🤖 AI Summary
This work addresses the challenge of LiDAR–camera extrinsic calibration, which typically relies on manual calibration targets or specific static scenes and is thus difficult to deploy online. To overcome this limitation, we propose the first self-supervised extrinsic calibration network that operates without any calibration targets. Our method employs a dual-path architecture with differential feature maps, replacing conventional two-branch designs to enhance cross-modal feature association while reducing model complexity.

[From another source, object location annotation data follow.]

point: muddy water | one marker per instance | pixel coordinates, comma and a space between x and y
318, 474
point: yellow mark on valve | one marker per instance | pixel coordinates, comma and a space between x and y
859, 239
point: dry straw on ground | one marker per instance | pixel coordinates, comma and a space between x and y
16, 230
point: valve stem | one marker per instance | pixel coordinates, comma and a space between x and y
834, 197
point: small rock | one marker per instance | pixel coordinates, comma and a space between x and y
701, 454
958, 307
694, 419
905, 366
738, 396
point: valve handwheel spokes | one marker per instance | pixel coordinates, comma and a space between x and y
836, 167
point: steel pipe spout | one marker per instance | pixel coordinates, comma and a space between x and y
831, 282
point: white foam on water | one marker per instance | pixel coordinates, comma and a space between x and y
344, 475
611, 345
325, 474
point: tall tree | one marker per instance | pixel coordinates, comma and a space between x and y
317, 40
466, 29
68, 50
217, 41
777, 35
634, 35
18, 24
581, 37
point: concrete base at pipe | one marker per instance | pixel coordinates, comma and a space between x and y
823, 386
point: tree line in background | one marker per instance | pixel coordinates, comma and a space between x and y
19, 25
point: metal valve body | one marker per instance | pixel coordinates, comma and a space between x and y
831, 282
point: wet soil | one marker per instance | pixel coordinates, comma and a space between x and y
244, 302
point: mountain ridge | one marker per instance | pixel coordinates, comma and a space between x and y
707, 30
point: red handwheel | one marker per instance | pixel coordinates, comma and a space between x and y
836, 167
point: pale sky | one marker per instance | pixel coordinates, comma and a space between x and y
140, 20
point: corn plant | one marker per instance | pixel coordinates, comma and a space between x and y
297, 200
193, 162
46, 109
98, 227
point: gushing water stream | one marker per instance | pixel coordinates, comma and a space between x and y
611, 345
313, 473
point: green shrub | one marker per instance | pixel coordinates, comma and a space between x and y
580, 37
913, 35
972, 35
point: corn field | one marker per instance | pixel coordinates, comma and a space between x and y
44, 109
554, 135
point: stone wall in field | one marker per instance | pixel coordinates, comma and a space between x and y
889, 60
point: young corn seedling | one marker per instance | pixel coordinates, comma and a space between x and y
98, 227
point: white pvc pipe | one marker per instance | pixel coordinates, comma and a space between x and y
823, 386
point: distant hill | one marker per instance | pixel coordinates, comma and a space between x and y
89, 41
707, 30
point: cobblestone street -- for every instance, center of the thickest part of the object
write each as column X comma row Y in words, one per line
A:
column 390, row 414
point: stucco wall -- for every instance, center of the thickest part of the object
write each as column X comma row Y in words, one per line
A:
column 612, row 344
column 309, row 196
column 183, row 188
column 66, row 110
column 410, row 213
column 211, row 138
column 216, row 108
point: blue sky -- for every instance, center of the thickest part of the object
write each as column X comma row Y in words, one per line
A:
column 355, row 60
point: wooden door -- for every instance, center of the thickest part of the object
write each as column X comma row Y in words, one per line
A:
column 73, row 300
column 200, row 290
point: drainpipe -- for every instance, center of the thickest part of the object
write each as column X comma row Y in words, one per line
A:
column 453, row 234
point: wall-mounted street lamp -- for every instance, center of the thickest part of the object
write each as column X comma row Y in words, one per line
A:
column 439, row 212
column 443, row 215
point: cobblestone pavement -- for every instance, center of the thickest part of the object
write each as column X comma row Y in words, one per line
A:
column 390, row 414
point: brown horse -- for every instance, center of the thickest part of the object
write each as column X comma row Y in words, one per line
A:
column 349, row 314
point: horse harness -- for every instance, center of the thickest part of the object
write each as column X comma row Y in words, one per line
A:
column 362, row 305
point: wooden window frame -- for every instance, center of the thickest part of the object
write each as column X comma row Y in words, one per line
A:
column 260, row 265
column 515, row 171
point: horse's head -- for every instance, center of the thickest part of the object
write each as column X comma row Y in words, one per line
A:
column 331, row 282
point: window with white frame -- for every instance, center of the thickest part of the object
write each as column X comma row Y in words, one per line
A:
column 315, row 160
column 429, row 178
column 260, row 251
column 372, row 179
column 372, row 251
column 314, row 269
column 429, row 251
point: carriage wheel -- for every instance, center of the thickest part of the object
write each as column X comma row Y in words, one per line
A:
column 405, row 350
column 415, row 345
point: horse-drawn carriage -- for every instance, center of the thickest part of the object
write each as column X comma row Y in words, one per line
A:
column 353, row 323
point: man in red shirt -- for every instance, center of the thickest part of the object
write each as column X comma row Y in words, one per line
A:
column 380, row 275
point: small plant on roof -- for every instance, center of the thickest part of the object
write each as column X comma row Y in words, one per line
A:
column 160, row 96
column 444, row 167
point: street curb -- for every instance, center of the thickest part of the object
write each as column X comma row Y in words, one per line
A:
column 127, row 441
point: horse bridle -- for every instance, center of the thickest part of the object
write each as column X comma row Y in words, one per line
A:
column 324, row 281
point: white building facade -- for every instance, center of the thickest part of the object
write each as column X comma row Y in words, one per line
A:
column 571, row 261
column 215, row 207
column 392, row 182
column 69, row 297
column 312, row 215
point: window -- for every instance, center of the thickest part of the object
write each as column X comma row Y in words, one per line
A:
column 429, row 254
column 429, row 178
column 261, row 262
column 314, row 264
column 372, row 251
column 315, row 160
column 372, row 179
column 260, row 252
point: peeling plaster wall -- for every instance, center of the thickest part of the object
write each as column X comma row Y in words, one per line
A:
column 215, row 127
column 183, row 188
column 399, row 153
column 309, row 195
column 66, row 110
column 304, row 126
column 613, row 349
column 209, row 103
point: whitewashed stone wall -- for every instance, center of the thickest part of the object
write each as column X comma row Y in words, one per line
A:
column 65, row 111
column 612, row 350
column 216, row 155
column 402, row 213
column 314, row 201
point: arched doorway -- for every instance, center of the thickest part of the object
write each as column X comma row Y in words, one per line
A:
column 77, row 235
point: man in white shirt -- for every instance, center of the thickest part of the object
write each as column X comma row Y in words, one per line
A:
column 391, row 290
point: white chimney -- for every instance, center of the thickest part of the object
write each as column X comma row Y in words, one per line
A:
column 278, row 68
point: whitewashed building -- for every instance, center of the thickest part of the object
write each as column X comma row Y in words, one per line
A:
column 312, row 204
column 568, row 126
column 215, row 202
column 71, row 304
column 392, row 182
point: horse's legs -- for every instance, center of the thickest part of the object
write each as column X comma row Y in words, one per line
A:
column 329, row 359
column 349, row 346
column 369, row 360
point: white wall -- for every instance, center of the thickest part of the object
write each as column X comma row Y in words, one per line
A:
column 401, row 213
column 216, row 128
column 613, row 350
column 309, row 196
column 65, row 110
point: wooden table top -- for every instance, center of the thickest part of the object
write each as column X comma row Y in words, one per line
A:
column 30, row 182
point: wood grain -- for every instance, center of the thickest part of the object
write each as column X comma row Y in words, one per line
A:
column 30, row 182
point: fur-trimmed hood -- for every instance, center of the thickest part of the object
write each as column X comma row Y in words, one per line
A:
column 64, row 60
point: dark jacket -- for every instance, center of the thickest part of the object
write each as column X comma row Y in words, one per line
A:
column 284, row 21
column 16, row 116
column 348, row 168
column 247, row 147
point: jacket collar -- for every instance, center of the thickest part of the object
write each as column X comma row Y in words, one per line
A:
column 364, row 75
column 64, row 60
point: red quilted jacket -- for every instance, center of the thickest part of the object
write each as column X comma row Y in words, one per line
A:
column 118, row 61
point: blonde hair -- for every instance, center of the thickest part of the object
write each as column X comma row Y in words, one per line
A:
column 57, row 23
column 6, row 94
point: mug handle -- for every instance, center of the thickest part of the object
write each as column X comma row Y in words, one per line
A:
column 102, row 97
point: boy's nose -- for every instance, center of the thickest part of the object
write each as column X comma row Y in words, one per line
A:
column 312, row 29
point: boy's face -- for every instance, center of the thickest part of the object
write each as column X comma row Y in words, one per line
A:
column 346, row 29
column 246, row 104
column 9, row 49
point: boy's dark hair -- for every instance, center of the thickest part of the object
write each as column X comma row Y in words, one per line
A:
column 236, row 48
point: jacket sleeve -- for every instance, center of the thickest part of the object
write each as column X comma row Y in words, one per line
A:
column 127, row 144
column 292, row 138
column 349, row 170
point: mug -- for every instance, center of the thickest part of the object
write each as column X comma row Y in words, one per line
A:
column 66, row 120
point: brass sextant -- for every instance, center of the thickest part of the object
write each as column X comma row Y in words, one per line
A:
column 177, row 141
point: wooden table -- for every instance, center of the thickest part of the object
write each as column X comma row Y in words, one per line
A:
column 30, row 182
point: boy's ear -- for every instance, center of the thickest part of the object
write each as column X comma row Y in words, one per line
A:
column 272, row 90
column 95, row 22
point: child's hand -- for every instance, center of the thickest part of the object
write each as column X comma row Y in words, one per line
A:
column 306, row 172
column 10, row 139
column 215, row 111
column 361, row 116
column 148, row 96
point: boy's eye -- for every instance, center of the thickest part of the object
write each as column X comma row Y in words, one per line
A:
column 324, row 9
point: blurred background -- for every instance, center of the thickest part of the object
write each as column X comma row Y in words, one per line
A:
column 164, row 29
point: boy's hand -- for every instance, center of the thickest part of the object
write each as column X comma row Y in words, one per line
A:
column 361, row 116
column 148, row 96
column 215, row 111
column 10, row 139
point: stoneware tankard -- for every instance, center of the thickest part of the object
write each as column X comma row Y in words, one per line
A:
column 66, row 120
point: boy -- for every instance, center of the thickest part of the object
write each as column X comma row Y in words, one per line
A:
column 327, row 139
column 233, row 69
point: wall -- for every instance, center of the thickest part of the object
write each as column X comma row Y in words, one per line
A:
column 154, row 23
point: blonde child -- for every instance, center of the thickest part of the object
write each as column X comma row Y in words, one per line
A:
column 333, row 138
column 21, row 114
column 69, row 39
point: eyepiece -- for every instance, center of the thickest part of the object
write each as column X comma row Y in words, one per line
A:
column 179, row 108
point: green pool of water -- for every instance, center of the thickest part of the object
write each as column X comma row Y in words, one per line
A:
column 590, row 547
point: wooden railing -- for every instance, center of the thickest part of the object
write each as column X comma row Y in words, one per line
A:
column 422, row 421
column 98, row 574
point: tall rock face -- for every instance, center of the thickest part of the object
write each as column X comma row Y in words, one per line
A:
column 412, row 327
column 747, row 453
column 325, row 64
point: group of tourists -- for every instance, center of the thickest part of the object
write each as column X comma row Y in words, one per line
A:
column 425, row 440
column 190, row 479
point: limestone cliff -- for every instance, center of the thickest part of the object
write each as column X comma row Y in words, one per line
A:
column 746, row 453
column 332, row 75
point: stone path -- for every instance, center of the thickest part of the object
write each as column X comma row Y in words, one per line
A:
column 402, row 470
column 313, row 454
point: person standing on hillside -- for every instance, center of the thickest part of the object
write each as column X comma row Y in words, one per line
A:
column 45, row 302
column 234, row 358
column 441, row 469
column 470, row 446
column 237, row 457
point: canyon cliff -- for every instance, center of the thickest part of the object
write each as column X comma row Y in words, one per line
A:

Furthermore, we introduce a depth map–based multi-view camera augmentation strategy to improve generalization and enable online adaptive calibration. Extensive experiments on five public benchmarks and our own collected dataset demonstrate that the proposed approach significantly outperforms existing methods, achieving state-of-the-art performance in both calibration accuracy and generalization capability.
📝 Abstract
LiDAR-camera extrinsic calibration is essential for multi-modal data fusion in robotic perception systems. However, existing approaches typically rely on handcrafted calibration targets (e.g., checkerboards) or specific, static scene types, limiting their adaptability and deployment in real-world autonomous and robotic applications. This article presents the first self-supervised LiDAR-camera extrinsic calibration network that operates in an online fashion and eliminates the need for specific calibration targets. We first identify a significant generalization degradation problem in prior methods, caused by the conventional single-sided data augmentation strategy. To overcome this limitation, we propose a novel double-sided data augmentation technique that generates multi-perspective camera views using estimated depth maps, thereby enhancing robustness and diversity during training. Built upon this augmentation strategy, we design a dual-path, self-supervised calibration framework that reduces the dependence on high-precision ground truth labels and supports fully adaptive online calibration. Furthermore, to improve cross-modal feature association, we replace the traditional dual-branch feature extraction design with a difference map construction process that explicitly correlates LiDAR and camera features. This not only enhances calibration accuracy but also reduces model complexity. Extensive experiments conducted on five public benchmark datasets, as well as our own recorded dataset, demonstrate that the proposed method significantly outperforms existing approaches in terms of generalizability.